The story of Jerry Johnston's active republicanism goes back to his roots in Ardyone from where, like so many others in the early 70s, he was forced to leave and seek a new home south of the border. Jerry and his wife Jean chose Monaghan and there raised their three children, John, Ciarán and Louise.

A plumber by trade, Jerry was an active trade unionist and was to the fore in developing community politics in his adopted town. A prominent figure in the Kilnacloy Residents Association, Jerry ensured that the local Sinn Féin team of councillors fully took on board the needs of such community groups. Jerry's distinctive accent and manner marked him out as special in the developing relationship between Sinn Féin and the ever growing support base within County Monaghan.

Following Requiem Mass the funeral cortege was escorted to Latlurcan Cemetery by a Republican Guard of Honour. The graveside tribute was chaired by Monaghan Sinn Féin Councillor Owen Smyth. Wreaths were laid on behalf of the Constituency Office staff, the Monaghan town and Inniskeen SF cumainn and County Monaghan Comhairle Ceantair. The oration was delivered by Sinn Féin TD Caoimhghín O Caoláin.

Deputy O Caoláin said Jerry held very strong but well thought-out views and while he could occasionally take an ``imaginative'' position on some issues he was invariably ``spot on'', especially on issues of justice, equality and the national rights of the Irish people.

``Jerry's decency and integrity were his hallmarks. His presence throughout all these years enhanced both the structures of our party and its growing acceptance to this border electorate. Jerry was a champion of the oppressed. He played his part in the development of our party's vision of an Ireland now apparently within our grasp. His abiding dream was of an Ireland without British interference; an Ireland free that offered its children and future generations the prospect of reaching their full and natural potential in their own land. He abhorred the scourge of emigration.

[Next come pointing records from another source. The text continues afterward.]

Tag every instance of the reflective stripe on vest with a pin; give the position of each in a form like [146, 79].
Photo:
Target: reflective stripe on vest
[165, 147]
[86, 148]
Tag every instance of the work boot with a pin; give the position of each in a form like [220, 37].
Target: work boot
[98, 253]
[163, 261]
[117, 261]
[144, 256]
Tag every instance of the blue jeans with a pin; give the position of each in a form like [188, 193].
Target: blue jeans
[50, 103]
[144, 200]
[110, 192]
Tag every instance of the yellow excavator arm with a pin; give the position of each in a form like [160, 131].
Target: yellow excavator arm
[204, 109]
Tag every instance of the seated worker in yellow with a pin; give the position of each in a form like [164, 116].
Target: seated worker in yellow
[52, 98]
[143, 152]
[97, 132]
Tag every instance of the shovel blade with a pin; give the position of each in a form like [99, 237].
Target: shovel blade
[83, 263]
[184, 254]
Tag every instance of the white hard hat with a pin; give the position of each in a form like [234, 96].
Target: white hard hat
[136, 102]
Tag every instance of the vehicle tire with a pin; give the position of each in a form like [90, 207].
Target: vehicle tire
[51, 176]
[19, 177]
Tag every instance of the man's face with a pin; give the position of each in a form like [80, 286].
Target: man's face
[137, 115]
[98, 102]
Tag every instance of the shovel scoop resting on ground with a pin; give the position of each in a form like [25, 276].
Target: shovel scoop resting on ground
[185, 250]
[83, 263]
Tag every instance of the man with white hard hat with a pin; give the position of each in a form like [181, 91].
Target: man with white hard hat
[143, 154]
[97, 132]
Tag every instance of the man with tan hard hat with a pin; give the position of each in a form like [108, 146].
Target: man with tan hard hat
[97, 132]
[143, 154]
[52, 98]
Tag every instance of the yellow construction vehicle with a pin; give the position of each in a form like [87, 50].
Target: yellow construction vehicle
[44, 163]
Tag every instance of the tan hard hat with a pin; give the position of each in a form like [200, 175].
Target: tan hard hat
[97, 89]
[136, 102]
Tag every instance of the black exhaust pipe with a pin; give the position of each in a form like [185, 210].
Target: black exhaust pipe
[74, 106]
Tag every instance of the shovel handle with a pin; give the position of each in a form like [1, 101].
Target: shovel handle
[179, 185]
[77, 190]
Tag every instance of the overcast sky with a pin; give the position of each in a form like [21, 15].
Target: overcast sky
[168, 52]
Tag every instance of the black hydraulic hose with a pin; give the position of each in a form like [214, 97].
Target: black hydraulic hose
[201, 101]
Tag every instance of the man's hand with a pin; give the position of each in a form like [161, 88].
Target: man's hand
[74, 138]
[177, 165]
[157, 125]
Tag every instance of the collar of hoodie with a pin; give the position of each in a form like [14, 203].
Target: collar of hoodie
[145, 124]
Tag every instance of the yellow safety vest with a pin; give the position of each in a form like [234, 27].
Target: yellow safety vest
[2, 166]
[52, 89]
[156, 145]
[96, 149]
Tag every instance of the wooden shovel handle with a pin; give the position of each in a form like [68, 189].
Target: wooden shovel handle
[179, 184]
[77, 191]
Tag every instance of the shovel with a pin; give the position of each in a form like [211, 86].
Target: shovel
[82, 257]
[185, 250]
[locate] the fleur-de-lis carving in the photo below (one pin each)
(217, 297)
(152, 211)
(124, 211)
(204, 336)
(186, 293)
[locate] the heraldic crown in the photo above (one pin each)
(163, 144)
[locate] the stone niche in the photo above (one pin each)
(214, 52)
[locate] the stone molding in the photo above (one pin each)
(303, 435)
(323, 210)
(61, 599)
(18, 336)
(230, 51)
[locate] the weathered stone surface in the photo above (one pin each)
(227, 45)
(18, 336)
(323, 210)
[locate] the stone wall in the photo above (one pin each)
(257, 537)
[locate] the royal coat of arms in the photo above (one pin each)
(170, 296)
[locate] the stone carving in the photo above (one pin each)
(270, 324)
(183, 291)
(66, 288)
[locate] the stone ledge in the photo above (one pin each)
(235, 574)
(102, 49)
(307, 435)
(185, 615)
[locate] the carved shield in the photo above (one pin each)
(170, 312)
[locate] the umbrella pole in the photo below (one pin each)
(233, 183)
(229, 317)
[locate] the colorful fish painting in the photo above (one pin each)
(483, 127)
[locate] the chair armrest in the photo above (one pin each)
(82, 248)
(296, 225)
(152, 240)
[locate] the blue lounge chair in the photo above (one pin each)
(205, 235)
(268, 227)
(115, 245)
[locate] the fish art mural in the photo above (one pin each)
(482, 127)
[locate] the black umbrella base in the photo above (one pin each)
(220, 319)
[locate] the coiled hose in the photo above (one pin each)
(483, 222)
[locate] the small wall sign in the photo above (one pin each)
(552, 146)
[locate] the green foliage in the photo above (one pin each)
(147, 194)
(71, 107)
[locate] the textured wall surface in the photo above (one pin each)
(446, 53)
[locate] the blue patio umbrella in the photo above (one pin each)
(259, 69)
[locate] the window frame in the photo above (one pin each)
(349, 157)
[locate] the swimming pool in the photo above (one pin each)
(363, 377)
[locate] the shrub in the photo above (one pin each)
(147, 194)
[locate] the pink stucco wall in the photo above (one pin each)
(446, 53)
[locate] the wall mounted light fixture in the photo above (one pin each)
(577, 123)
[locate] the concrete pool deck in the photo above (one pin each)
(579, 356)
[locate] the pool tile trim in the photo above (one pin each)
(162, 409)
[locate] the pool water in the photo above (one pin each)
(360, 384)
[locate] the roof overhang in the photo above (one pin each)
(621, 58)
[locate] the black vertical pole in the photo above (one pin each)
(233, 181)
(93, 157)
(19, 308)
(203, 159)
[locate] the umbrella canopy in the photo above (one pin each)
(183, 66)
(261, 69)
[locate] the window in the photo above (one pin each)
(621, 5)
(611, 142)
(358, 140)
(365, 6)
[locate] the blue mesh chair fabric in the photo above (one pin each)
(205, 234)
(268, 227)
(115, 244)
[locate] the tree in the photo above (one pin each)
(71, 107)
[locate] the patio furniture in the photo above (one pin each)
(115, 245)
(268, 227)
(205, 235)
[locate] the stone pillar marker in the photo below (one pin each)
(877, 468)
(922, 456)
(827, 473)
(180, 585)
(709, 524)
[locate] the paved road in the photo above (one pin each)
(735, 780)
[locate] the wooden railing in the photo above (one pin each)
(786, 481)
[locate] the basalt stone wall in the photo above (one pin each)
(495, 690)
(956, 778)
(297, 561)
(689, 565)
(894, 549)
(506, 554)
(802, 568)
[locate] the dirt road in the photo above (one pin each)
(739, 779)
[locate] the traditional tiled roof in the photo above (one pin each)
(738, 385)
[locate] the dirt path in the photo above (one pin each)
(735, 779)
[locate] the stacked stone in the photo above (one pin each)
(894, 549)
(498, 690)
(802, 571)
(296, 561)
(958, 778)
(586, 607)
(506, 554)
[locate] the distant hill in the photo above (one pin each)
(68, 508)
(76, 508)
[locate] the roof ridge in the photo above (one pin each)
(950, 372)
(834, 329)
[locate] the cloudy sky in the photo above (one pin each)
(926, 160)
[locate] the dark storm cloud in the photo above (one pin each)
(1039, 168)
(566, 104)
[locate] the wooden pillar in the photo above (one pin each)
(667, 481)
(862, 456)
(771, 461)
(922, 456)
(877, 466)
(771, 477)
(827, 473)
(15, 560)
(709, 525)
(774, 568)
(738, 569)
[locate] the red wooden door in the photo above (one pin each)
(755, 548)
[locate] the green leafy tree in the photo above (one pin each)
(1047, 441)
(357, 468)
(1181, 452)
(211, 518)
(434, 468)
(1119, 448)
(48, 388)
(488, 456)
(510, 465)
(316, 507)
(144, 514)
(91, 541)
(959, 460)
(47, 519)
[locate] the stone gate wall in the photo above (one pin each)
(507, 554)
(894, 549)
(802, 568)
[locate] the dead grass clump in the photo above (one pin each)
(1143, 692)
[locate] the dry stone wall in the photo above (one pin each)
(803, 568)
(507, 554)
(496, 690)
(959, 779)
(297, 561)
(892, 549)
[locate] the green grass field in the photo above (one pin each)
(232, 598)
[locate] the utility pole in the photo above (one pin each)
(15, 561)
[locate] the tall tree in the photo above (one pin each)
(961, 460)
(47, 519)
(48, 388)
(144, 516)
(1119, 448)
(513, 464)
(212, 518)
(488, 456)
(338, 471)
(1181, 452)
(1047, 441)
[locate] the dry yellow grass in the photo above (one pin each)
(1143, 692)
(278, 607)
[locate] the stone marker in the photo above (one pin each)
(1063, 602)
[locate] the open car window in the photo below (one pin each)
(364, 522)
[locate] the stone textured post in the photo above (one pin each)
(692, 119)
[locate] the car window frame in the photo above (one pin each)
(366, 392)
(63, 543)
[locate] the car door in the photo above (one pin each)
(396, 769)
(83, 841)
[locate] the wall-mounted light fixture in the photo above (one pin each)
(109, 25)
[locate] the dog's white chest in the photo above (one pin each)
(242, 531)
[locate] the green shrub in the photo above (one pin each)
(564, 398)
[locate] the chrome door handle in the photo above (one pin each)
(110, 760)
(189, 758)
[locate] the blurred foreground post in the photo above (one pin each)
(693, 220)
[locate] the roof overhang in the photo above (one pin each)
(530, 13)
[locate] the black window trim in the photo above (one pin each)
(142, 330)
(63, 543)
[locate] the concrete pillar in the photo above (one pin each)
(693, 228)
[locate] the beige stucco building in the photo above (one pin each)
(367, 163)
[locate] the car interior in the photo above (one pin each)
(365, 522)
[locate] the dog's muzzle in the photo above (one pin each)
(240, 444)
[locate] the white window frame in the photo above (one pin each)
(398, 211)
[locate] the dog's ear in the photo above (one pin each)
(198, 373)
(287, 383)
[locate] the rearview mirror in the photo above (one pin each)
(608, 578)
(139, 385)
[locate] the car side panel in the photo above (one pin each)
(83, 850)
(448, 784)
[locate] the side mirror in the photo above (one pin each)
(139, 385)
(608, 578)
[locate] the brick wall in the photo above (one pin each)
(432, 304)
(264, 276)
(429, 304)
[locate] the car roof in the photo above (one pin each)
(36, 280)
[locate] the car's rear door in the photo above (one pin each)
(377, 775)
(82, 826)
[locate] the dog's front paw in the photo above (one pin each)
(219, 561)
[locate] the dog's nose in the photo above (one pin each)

``Jerry has left his own special mark on all of us. On behalf of Sinn Féin and the entire republican family of which Jerry was a a full and proud member I offer sympathy to Jean, to John, Ciarán and Louise, to Jerry's brothers and sisters and family circle. I measc laochra na nGael go raibh a anam dílis.''


Mick Bannon



It was with great sorrow that the Republican Movement in South Down learned of the death of Mick Bannon.

Mick was a dedicated republican all his life. He was interned along with his brother Jimmy from 1940 to 1946, leaving his widowed mother to look after the farm. His door was always open to comrades on the run and it saddened him to hear of any of his comrades being captured by the enemy.

Mick was a great gaelic sportsman and he was one of the last remaining members of the 1929 Leitrim Fontenoys senior hurling championship side. He always took a great interest in gaelic games and would have revelled in the success of his local club this year.

Mick is buried in Leitrim graveyard under the shadow of the burnt-out remains of the local chapel. It was torched earlier this year as a result of the sectarian bigotry which Mick had spent all his life trying to end.